During latent print comparison, a non-mated print will be colloquially qualified as a close nonmatch (CNM) to the mark when it shows a level of agreement that could have misled an examiner to erroneously conclude that it was from the same source as the mark. These CNM prints are of crucial importance in developing the expertise of latent print examiners because they constitute the worst case scenario for a comparison between impressions originating from different sources. Because of the nature of the algorithms used in Automated Fingerprint Identification Systems (AFISs) (which are designed to find the closest matches contained in the database), combined with the ever-enlarging set of prints in their gallery, it is expected that examiners will increasingly face comparisons involving CNMs.

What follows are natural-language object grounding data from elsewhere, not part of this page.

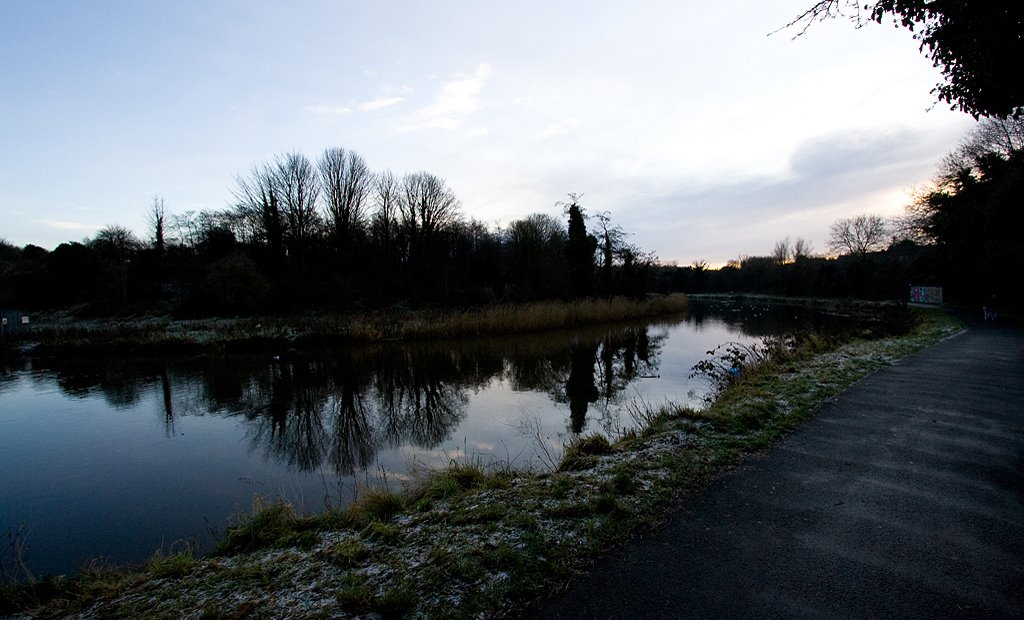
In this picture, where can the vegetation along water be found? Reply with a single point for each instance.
(476, 534)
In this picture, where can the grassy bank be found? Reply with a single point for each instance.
(477, 540)
(146, 334)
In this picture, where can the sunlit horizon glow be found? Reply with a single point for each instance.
(701, 135)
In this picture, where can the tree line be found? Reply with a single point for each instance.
(962, 233)
(329, 234)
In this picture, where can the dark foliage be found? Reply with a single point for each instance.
(978, 46)
(327, 237)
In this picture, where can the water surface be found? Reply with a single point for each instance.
(119, 457)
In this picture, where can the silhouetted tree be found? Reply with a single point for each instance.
(258, 202)
(801, 249)
(347, 182)
(535, 257)
(973, 213)
(978, 46)
(580, 249)
(426, 207)
(384, 225)
(858, 235)
(158, 221)
(299, 191)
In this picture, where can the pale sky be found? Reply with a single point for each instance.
(695, 130)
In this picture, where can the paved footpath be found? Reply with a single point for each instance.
(902, 498)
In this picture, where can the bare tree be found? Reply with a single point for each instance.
(157, 217)
(384, 224)
(299, 190)
(610, 241)
(347, 181)
(990, 136)
(801, 249)
(858, 235)
(258, 202)
(781, 252)
(426, 206)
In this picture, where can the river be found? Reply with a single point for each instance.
(116, 458)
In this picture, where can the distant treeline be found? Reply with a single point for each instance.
(330, 235)
(963, 233)
(883, 275)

The issue facing the fingerprint community is that it does not have any repository of known cases including CNMs from which comparison exercises can be drawn. This is largely because CNMs are so time-consuming to locate. Over time, anecdotal cases have been shared in the community, but without any systematic organization to the data or means to search them available to law enforcement agencies. Additionally, these cases were submitted by examiners from casework, thus the ground truth state of the image pairs was unknown.
In this context, RTI International and University of Lausanne (Unil) present a proposal aimed at addressing CNM topics and delivering on the following objectives:
1. A ground truth library of marks and prints: Using an innovative partnership model to leverage an international network of public and private agencies and members of academia representing some of the top experts in the field, an international close nonmatch library (ICNML) of 1,000 cases will be prepared offering a repository of relevant and realistic marks and prints of known ground truth from 100 donors.

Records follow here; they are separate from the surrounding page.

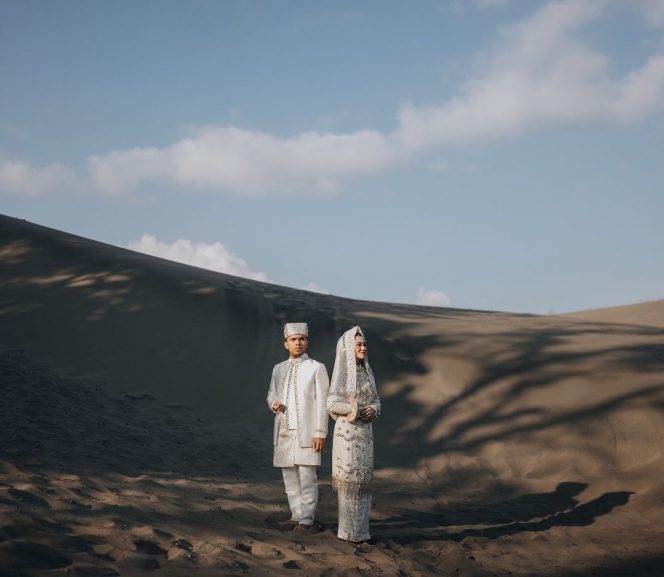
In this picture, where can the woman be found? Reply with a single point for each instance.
(353, 403)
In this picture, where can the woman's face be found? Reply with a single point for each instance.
(360, 348)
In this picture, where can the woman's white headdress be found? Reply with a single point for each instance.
(344, 375)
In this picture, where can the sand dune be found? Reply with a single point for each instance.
(135, 435)
(649, 314)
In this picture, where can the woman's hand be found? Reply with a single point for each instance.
(367, 413)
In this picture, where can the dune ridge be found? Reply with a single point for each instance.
(135, 433)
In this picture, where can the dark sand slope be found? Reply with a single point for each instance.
(134, 433)
(650, 314)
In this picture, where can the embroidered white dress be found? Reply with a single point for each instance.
(352, 445)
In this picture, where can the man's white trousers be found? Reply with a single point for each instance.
(302, 491)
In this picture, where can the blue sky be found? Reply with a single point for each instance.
(487, 154)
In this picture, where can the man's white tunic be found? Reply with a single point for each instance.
(302, 385)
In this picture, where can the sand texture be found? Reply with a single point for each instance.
(135, 438)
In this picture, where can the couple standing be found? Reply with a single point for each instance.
(301, 397)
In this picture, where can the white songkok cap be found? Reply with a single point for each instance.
(296, 329)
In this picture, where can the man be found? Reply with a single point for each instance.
(298, 397)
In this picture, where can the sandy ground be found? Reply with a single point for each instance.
(135, 438)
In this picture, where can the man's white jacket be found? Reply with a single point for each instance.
(311, 388)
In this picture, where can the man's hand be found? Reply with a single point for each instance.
(367, 414)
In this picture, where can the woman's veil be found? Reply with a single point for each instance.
(344, 379)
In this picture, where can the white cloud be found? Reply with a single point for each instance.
(495, 4)
(248, 162)
(216, 257)
(541, 74)
(20, 178)
(432, 298)
(314, 288)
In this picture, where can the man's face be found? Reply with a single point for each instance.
(296, 345)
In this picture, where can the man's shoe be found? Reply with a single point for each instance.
(301, 528)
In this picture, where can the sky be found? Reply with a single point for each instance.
(483, 154)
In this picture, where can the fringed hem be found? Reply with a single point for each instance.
(353, 412)
(352, 489)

2. An evaluation of examiner understanding of CNMs: A list of red flags for CNMs will be developed based on expert input and discussion, and this list will be tested for its ability to predict the occurrence of CNMs. This information will increase our understanding of how well examiners understand CNMs and will allow for training recommendations to be made.
Developed using a crowd-sourcing approach to the research, the ICNML will be the first expert evaluated library of its type that will be made available to authorized agencies with a view toward promoting the training (and continuing education) of examiners, generating proficiency tests, providing images for use in research, and assisting in benchmarking AFIS systems.
This project contains a research and/or development component, as defined in applicable law, and complies with Part 200 Uniform Requirements - 2 CFR 200.210(a)(14).